Most Filipinos would love to go to Baguio City, especially during summer. For some, Baguio is a typical stopover en route to Banaue or Sagada. Many claim that the City of Pines is now more commercialised than before but that doesn’t stop tourists flocking to it over the weekend.
Aside from the cold weather, we dare you to check out all these interesting things to do for your visit to the Summer Capital of the Philippines.
1. Strawberry picking in La Trinidad
You haven’t been to Baguio if you’ve never tried any strawberry-related food or activity. What’s more sweet and fulfilling if you get to pick your own strawberries and eat it afterwards?
2. Horseback riding in any of the parks
There are lots of horses to ride on in any of the parks in Baguio. Some horse owners even dyed their horse’s hair pink for added attraction.
3. Vegan food trip
Fruits and veggies are abundant in the mountains, vegan restos are also a hit in the metro. Try Azotea Greens and Oh My Gulay (OMG) in Session Road.
If you dine at OMG, you get to see Kidlat Tahimik and Co’s artworks.
4. Appreciating Baguio art
Baguio is the home for artists like BenCab, Kidlat Tahimik and many others. You can visit BenCab Museum to admire the works of Benedicto Cabrera who is known as the master of Filipino contemporary art. The museum features his paintings, as well as works by other rising Filipino artists. Weapons, artefacts, and native implements from the Cordillera region are also highlighted in the museum.
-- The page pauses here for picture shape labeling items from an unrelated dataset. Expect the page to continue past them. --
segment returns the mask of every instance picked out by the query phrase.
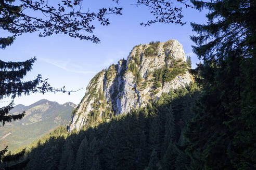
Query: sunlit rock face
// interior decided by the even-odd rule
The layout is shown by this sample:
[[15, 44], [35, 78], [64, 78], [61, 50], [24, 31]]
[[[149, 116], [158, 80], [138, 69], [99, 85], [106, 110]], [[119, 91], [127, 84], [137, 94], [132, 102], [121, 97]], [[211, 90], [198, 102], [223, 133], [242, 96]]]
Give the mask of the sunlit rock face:
[[74, 110], [69, 131], [117, 114], [145, 106], [163, 93], [184, 87], [192, 81], [182, 45], [176, 40], [134, 47], [121, 60], [90, 81]]

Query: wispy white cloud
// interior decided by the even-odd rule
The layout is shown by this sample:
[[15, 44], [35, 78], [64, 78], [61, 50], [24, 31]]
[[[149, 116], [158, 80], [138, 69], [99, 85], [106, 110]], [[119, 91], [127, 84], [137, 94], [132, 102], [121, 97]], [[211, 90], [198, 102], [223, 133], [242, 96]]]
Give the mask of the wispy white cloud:
[[106, 60], [102, 62], [100, 65], [104, 67], [108, 67], [113, 63], [117, 64], [118, 61], [123, 58], [126, 59], [127, 55], [128, 54], [123, 51], [117, 51], [115, 53], [108, 54], [106, 56]]
[[70, 61], [57, 61], [56, 60], [41, 58], [38, 58], [38, 59], [71, 73], [80, 73], [84, 75], [96, 73], [93, 71], [84, 70], [83, 69], [83, 67], [82, 66], [72, 63]]

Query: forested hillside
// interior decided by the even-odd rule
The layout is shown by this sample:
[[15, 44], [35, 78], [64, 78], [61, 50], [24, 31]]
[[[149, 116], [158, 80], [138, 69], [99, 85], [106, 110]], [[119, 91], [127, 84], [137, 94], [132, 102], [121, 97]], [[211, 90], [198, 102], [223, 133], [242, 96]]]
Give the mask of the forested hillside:
[[7, 123], [0, 129], [0, 150], [8, 145], [9, 150], [14, 151], [40, 138], [59, 125], [68, 124], [75, 106], [71, 102], [60, 105], [41, 100], [30, 106], [15, 106], [10, 114], [16, 115], [25, 110], [25, 115], [22, 119]]
[[109, 122], [68, 133], [62, 126], [28, 147], [26, 169], [184, 169], [183, 132], [200, 91], [195, 83]]

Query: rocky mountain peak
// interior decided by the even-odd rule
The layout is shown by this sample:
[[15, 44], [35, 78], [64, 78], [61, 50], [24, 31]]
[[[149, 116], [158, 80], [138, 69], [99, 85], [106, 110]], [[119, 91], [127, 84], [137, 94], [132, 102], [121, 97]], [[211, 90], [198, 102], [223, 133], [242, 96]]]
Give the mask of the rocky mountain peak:
[[136, 46], [127, 60], [91, 80], [73, 113], [69, 130], [144, 107], [191, 81], [183, 47], [176, 40]]

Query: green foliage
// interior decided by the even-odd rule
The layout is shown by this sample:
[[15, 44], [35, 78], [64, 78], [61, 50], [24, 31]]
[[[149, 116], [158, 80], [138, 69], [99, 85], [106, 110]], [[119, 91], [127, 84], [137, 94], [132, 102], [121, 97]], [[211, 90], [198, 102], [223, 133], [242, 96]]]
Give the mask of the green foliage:
[[204, 92], [185, 133], [193, 168], [253, 169], [256, 165], [256, 3], [192, 1], [209, 9], [206, 24], [192, 23], [196, 70]]
[[157, 55], [157, 48], [159, 46], [160, 41], [152, 41], [149, 43], [149, 47], [144, 51], [144, 55], [146, 57]]
[[192, 62], [191, 61], [191, 56], [190, 55], [188, 55], [188, 56], [187, 56], [187, 65], [188, 68], [191, 68], [191, 64]]
[[187, 65], [182, 63], [181, 61], [173, 60], [171, 68], [164, 66], [155, 70], [153, 77], [155, 78], [153, 88], [157, 89], [162, 86], [164, 82], [170, 82], [173, 80], [176, 76], [186, 73]]
[[[53, 169], [69, 168], [68, 159], [70, 159], [68, 163], [78, 169], [82, 166], [85, 169], [142, 170], [175, 166], [176, 158], [171, 157], [180, 152], [172, 153], [170, 148], [183, 144], [180, 138], [186, 127], [186, 120], [189, 119], [187, 115], [192, 114], [190, 108], [199, 95], [197, 86], [191, 85], [164, 94], [146, 107], [112, 117], [109, 122], [91, 123], [69, 134], [66, 130], [57, 129], [42, 138], [40, 144], [34, 142], [33, 147], [29, 146], [32, 149], [27, 155], [30, 161], [26, 168], [47, 168], [49, 164], [44, 161], [52, 159], [50, 154], [46, 154], [52, 153], [52, 147], [48, 147], [52, 146], [58, 155], [52, 159], [56, 162], [51, 166]], [[110, 113], [107, 114], [108, 109], [105, 114]], [[170, 144], [172, 145], [168, 149]], [[71, 155], [74, 158], [69, 158]], [[174, 163], [170, 165], [172, 159]], [[40, 162], [41, 165], [37, 165]]]

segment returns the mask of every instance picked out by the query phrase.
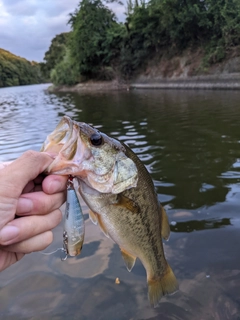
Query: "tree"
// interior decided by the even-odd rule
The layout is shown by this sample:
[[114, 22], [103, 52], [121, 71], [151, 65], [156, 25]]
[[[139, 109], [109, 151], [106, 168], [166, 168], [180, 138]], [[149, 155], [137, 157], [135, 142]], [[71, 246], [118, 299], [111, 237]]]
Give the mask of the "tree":
[[[70, 15], [72, 27], [70, 50], [78, 72], [88, 78], [98, 77], [116, 55], [113, 30], [118, 30], [115, 14], [101, 0], [82, 0]], [[116, 43], [114, 43], [116, 45]]]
Another location where you can surround yourself with art is in Assumption Road. You’ll find a very colourful atmosphere in Ili-likha Artist Village while enjoying a good cup of coffee and meal.
5. Sipping hot chocolate at Choco-late de Batirol in Camp John Hay
A chilly weather requires something warm to keep you comfortable and happy on your Baguio getaway. Savour the rich dark chocolate-y goodness the traditional way in Choco-late de Batirol.
6. Trying Baguio Craft Brewery’s beers
Get a nightcap with a good bottle of craft beer at the Baguio Craft Brewery. Local favourites include Lagud (strawberry beer), Englishman in New York (American Pale Ale) and Kraken (Baltic Porter).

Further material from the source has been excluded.